Its more advanced reasoning and parsing abilities mean it is far more proficient at analysing complex legal contracts for risks, said Winston Weinberg, co-founder of Harvey, an AI chatbot that was built using GPT-4 and is used by PwC and magic circle law firm Allen & Overy.
Despite these advances, OpenAI has warned of several risks and limitations of GPT-4. This includes its ability to provide detailed information on how to conduct illegal activities — including developing biological weapons, and generating hateful and discriminatory speech.
OpenAI put GPT-4 through a safety testing process known as red-teaming, where more than 50 external experts in disciplines ranging from medicinal chemistry to nuclear physics and misinformation were asked to try to break the model.
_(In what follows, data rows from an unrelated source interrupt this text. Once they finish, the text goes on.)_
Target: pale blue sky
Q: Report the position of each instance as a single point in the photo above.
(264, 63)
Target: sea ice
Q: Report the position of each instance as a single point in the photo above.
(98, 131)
Paul Röttger, an AI researcher at the Oxford Internet Institute who focuses on the identification of toxic content online, was contracted by OpenAI for six months to try to elicit harmful responses from GPT-4 and provide feedback, on topics ranging from suicide or self-harm content, to graphic descriptions of violence or examples of extremism and hate speech.
He said that overall the model improved its responses over the months of testing, where it would initially hedge its answers but later become more unequivocal in its responses to bad prompts.
“On one hand, safety research has progressed since GPT-3, and there’s a lot of good ideas that went into making this model safer,” he said. “But at the same time, this model is so much more powerful and can do a lot more things than GPT-3, so the risk surface has gotten a lot bigger too.”